Metadata-Version: 2.1
Name: lightopic
Version: 0.0.5
Summary: Slimmer version of BERTopic for transforming new data with an existing, trained model.
Author-email: Hamed Bastan-Hagh <hamed@bastanhagh.com>
Project-URL: Repository, https://github.com/hamedbh/lightopic/
Project-URL: Issues, https://github.com/hamedbh/lightopic/issues
Classifier: License :: OSI Approved :: MIT License
Requires-Python: >=3.10
Description-Content-Type: text/markdown
Requires-Dist: hdbscan>=0.8.39
Requires-Dist: joblib>=1.4.2
Requires-Dist: numba>=0.59.0
Requires-Dist: numpy>=2.0.2
Requires-Dist: umap-learn>=0.5.7
Provides-Extra: bertopic
Requires-Dist: bertopic>=0.16.4; extra == "bertopic"
Provides-Extra: dev
Requires-Dist: bertopic>=0.16.4; extra == "dev"
Requires-Dist: build>=1.2.2.post1; extra == "dev"
Requires-Dist: myst-nb>=1.1.2; extra == "dev"
Requires-Dist: pre-commit>=4.0.1; extra == "dev"
Requires-Dist: pytest>=8.3.3; extra == "dev"
Requires-Dist: ruff>=0.7.4; extra == "dev"
Requires-Dist: sphinx>=8.1.3; extra == "dev"
Requires-Dist: sphinx-autoapi>=3.3.3; extra == "dev"
Requires-Dist: sphinx-rtd-theme>=3.0.2; extra == "dev"
Requires-Dist: setuptools-scm>=8.1.0; extra == "dev"

# Lightopic

This package addresses the specific use case of deploying a [BERTopic](https://maartengr.github.io/BERTopic/index.html) model that you've trained, and now want to use for transforming new data, e.g. via an API.

This came up for me because I wanted to deploy such a model API but wanted to make the deployment smaller and faster. The BERTopic package is broad, which brings with it a load of dependencies (e.g. torch, a bunch of cuda libraries). So I wrote this as a way to do the `transform` step only, with a virtual environment that's about 95% smaller than one with the actual BERTopic package.

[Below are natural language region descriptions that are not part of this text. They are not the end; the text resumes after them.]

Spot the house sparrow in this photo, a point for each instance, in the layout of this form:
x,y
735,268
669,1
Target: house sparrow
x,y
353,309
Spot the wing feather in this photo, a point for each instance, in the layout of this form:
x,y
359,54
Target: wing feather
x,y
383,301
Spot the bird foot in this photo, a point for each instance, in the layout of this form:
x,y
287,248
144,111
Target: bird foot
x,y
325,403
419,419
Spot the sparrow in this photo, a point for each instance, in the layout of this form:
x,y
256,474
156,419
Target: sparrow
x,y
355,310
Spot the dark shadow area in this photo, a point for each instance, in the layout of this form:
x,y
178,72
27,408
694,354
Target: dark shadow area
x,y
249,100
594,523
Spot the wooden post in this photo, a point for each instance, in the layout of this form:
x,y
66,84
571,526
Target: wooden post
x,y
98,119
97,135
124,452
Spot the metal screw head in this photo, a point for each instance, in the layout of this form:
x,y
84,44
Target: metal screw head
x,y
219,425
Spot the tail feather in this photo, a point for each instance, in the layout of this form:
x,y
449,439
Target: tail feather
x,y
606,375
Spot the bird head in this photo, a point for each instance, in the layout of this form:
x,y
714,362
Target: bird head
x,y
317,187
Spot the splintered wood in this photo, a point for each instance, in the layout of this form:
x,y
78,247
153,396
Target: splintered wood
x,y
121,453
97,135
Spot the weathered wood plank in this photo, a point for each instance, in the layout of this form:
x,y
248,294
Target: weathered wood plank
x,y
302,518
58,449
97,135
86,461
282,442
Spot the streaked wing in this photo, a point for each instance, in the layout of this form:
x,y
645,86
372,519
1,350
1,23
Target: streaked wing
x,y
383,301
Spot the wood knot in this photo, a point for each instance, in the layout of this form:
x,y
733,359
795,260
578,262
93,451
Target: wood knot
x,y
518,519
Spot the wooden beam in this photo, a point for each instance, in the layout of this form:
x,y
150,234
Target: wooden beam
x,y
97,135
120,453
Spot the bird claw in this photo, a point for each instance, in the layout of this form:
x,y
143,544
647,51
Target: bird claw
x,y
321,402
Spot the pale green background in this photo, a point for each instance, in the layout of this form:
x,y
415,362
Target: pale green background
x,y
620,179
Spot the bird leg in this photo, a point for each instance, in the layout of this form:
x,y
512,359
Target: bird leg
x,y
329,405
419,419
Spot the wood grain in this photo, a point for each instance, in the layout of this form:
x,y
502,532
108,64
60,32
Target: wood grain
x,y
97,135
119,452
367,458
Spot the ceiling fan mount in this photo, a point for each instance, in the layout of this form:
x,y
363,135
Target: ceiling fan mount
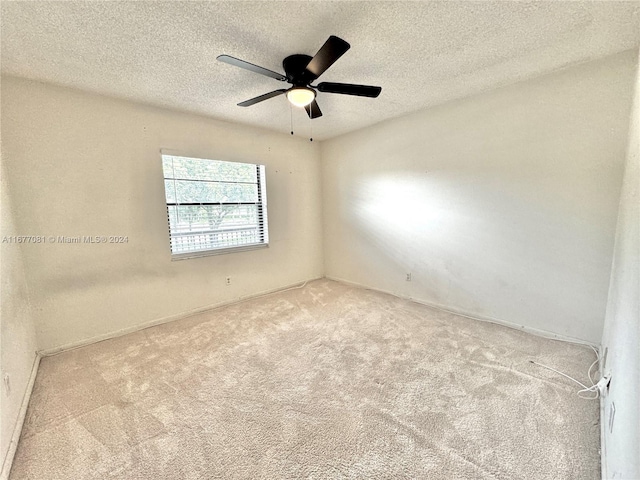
x,y
295,67
300,71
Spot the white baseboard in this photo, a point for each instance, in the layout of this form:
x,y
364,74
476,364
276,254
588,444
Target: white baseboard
x,y
471,315
17,429
170,318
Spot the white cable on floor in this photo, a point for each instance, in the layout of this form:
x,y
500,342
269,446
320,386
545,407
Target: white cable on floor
x,y
594,388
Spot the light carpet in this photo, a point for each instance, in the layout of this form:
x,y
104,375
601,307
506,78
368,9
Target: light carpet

The main prerequisite is that you need to have trained a BERTopic model separately and have serialised it in a way that's compatible with `lightopic`. The `lightopic` package also offers you a way to do that: guidance on how is below. From that point you can instantiate a `Lightopic` object and use its `transform` method on new data.

## Training and serialising your `LightBERTopic` model

This is a necessary step: you can't instantiate a `Lightopic` object without first having trained and serialised your model. To make this part easier the `LightBERTopic` class is available: this is a child class of `bertopic.BERTopic`, only with a method added to `save_lightopic`.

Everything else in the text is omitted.